Recent years have witnessed a dramatic increase in our ability to collect data from sensors and devices, across different formats, from connected applications and enormous dynamic networks including social networks, as well as many other sources. This data flood has outpaced our capability to process, analyze, store and understand these datasets using traditional methods. In all these areas, we are facing significant challenges in leveraging the vast amount of data, and dealing with its speed of arrival and its heterogeneous and evolving nature. This includes challenges in system capabilities, storage and processing, algorithmic design and business models. Approaches for dealing with data in a streaming fashion are thus becoming increasingly relevant in many tasks, including mining and analysis, data representation and visualization, incremental learning and anomaly detection.

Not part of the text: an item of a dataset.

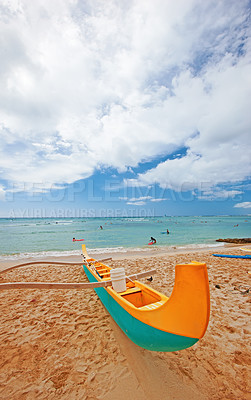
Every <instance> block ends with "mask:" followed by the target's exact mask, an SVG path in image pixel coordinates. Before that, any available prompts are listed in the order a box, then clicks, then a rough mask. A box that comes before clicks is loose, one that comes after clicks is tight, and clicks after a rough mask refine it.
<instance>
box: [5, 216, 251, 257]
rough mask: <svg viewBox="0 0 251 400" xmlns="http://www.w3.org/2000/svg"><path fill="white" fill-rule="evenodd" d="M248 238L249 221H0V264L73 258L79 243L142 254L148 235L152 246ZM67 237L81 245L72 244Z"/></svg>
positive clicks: (247, 218)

We are pleased to introduce this collection of papers in the special issue on Big Data, IoT Streams and Heterogeneous Source Mining. Earlier versions of these extended papers were presented at BigMine 17—a KDD 2017 workshop, which was held in Halifax, Canada, on 14 August 2017. After the workshop, we invited the authors of the long-presentation papers to submit an extended version of their papers to this special issue with JDSA. The reviewers of JDSA conducted a thorough review process for the extended papers. Finally, we accepted five papers for this special issue. These papers involve a number of applications from evolving news streams to event detection in time-series data, covering a range of techniques from clustering to deep learning. These five papers are roughly classified into two categories, as follows.

Evolving Data Streams

  • BFSPMiner: An Effective and Efficient Batch-Free Algorithm for Mining Sequential Patterns over Data Streams [1] presents a method for efficiently mining patterns in streams without being constrained to the traditional batch-based processing.

  • Analyzing Evolving Stories in News Articles [2] detects the origin of an event in news streams and can segment the timeline into disjoint groups of coherent news articles.

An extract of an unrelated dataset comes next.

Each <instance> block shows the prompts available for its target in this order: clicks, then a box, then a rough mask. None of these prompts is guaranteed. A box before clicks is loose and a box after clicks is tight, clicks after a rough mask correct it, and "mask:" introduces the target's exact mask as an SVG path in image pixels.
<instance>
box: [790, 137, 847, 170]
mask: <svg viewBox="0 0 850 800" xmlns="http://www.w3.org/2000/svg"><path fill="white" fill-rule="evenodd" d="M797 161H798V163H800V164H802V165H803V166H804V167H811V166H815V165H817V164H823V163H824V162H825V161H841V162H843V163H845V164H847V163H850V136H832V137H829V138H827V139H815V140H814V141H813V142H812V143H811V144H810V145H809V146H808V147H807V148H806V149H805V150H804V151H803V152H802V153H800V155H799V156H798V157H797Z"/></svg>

Process Models and Anomaly Detection

  • AdaHash: Hashing-Based Scalable, Adaptive Hierarchical Clustering of Streaming Data on Map-Reduce Frameworks [3] proposes a hierarchical clustering method on Map-Reduce which responds rapidly to new data.

  • Online Conformance Checking: Relating Event Streams to Process Models using Prefix-Alignments [4] provides a novel approach to incrementally compute prefix-alignments, thus paving the way for real-time online conformance checking.

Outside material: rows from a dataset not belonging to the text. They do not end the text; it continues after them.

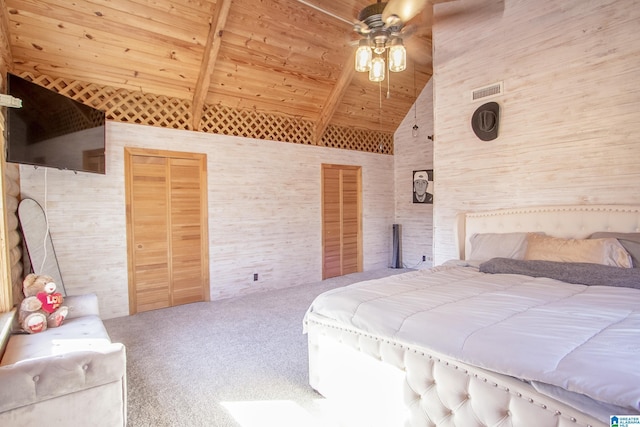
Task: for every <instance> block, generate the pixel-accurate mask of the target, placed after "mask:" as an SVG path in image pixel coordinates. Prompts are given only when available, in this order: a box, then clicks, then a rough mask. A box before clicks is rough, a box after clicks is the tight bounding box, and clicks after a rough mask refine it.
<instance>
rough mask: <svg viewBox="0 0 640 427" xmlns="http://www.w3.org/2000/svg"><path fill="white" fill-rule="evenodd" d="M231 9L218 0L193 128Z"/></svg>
mask: <svg viewBox="0 0 640 427" xmlns="http://www.w3.org/2000/svg"><path fill="white" fill-rule="evenodd" d="M0 1H2V0H0ZM230 9H231V0H218V1H217V2H216V5H215V11H214V13H213V16H212V17H211V23H210V26H209V34H208V35H207V43H206V45H205V46H204V55H203V56H202V64H201V65H200V73H199V74H198V81H197V83H196V88H195V90H194V93H193V105H192V107H191V114H192V122H191V127H192V129H193V130H198V129H199V127H200V120H201V119H202V109H203V107H204V101H205V99H206V97H207V92H208V90H209V86H210V83H211V74H212V73H213V68H214V67H215V64H216V59H217V58H218V52H219V51H220V44H221V43H222V36H223V32H224V27H225V25H226V22H227V18H228V17H229V10H230Z"/></svg>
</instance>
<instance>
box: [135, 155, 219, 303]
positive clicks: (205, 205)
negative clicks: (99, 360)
mask: <svg viewBox="0 0 640 427" xmlns="http://www.w3.org/2000/svg"><path fill="white" fill-rule="evenodd" d="M125 169H126V188H127V237H128V255H129V301H130V310H129V311H130V313H131V314H133V313H136V312H141V311H147V310H153V309H158V308H164V307H170V306H174V305H179V304H185V303H189V302H196V301H205V300H207V299H208V298H209V273H208V272H209V263H208V237H207V236H208V232H207V198H206V157H205V156H204V155H199V154H190V153H174V152H165V151H152V150H138V149H126V154H125Z"/></svg>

  • dLSTM: a new approach for anomaly detection using deep learning with delayed prediction [5] develops a method based on several LSTMs that can detect anomalies in time-series data and dynamically select the most appropriate model for prediction.

We believe that these papers offer an excellent snapshot of the variety of methods and applications currently studied in the data stream literature, and are relevant to researchers as well as practitioners in industry who are looking to meet the challenges posed in this modern area of ubiquitous data streams.